Banks are flush with funds and they are earning 4% by parking their excess liquidity with the Reserve Bank of India, or RBI. So, 8% return on home loans and 10% on auto loans are any day better than the 4% banks earn by keeping excess cash with RBI. Also, such cheap rates are frozen only for a year and SBI will earn more from next year. However, a very aggressive push for such loans may lead to the creation of bad assets. If a customer is tempted to buy a flat or a car today, driven by low rates, and is not able to service the loan in the future, the bank will have to provide money against such loans. If the economic slowdown intensifies, leading to many more job losses, SBI may see growing bad assets in retail loans.

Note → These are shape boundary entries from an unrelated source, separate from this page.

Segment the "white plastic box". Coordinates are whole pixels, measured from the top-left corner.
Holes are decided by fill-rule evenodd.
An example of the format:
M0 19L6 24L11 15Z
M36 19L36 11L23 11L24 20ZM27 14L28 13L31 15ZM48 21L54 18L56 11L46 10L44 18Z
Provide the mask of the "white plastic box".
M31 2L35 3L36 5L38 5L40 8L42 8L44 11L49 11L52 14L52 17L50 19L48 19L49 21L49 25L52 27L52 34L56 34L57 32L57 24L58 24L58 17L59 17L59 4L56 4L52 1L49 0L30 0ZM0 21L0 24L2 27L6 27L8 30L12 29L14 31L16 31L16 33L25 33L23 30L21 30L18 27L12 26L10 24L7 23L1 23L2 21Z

SBI has frozen the auto loan rate at 10% for one year. From the second year, a customer will have to pay 11.5%. If the auto loan rates of other banks such as ICICI Bank Ltd and HDFC Bank Ltd do not go down from the current level, an SBI customer will pay less over the entire tenure of such loans compared with the customers of other banks. This may not be the case with home loans. The SBI scheme offers a fixed rate of 8% for one year from the date of disbursement. In the next four years, between the second year and fifth year, a customer pays a fixed rate of 8.5% for loans up to Rs5 lakh and 9.25% for loans between Rs5 lakh and Rs20 lakh. From the sixth year, a customer has the option of continuing at fixed rates or floating rate prevailing at that time. A customer can also shift to the fixed or floating rate from the second year, after paying 8% in the first year. If the interest rates fall from the current level, a customer who locks herself in for five years will be a loser.
The home loan as a product has the maximum scope for innovation. In 2003, Dutch Bank ABN Amro Holding NV’s Indian unit had offered home loans at 6% fixed interest rate for the first year and 6.5% in the second year, irrespective of the loan tenure and amount. The bank claimed to have launched the scheme after extensive customer research that revealed that one of the biggest concerns of the home buyer has been to manage stress in the initial stage of the loan period given the expenses involved in setting up a new home. IDBI Bank Ltd, the erstwhile new private bank that subsequently got merged with the financial institution Industrial Development Bank of India, offered 110% of the price of a flat as a home loan to take care of the registration expenses. IDBI Bank in 2002 also offered gold worth Rs2 lakh to home loan customers with conditions. None of these schemes worked very well for banks. However, at that time, it was a pure market share game. This time around, SBI, majority owned by the government, is also gambling on economic growth.